Lobotomy (from the Greek lobos, meaning lobes of the brain, and tomos, meaning cut) is a psychosurgical procedure in which the connections the prefrontal cortex and underlying structures are severed, or the frontal cortical tissue is destroyed, the theory being that this leads to the uncoupling of the brain’s emotional centers and the seat of intellect (in the subcortical structures and the frontal cortex, respectively).
The lobotomy was first performed on humans in the 1890s. About half a century later, it was being touted by some as a miracle cure for mental illness, and its use became widespread; during its heyday in the 1940s and ’50s, the lobotomy was performed on some 40,000 patients in the United States, and on around 10,000 in Western Europe.
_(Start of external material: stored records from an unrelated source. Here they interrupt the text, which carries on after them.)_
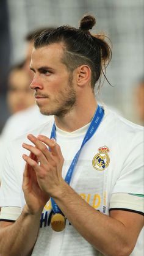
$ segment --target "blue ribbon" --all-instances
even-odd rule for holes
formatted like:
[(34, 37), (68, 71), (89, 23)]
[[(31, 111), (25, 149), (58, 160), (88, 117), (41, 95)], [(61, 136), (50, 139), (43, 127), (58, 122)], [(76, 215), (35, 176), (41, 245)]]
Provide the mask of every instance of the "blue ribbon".
[[(84, 138), (84, 140), (82, 142), (82, 145), (76, 154), (75, 156), (73, 158), (73, 160), (71, 162), (71, 164), (68, 170), (67, 174), (65, 176), (65, 181), (68, 183), (68, 185), (70, 183), (71, 178), (72, 174), (73, 173), (74, 169), (76, 167), (76, 163), (77, 162), (79, 156), (80, 155), (80, 153), (82, 150), (82, 147), (84, 145), (87, 143), (87, 142), (93, 136), (94, 133), (96, 132), (96, 130), (98, 129), (99, 125), (100, 125), (100, 123), (103, 119), (103, 117), (104, 116), (104, 109), (100, 106), (98, 106), (97, 109), (95, 113), (95, 115), (93, 116), (93, 118), (90, 123), (90, 126), (88, 127), (88, 129), (86, 133), (86, 134)], [(55, 123), (54, 123), (52, 130), (51, 130), (51, 139), (54, 139), (56, 140), (56, 125)], [(51, 204), (52, 207), (52, 210), (54, 213), (62, 213), (60, 209), (59, 208), (57, 203), (55, 202), (54, 199), (51, 197)]]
The procedure became popular because there was no alternative, and because it was seen to alleviate several social crises: overcrowding in psychiatric institutions, and the increasing cost of caring for mentally ill patients.
An excellent account of the effects of lobotomy, and of the ethical implications of the use of the procedure, can be found in Ken Kesey’s book One Flew Over the Cuckoo’s Nest. (This was made into a film in 1975, by Milos Forman, who received the Academy Award for Best Director. Jack Nicholson won the award for Best Actor in a Lead Role.)
The use of lobotomies began to decline in the mid- to late-1950s, for several reasons. Firstly, although there had always been critics of the technique, opposition to its use became very fierce. Secondly, and most importantly, phenothiazine-based neuroleptic (anti-psychotic) drugs, such as chlorpromazine, became widely available. These had much the same effect as psychosurgery gone wrong; thus, the surgical method was quickly superseded by the chemical lobotomy.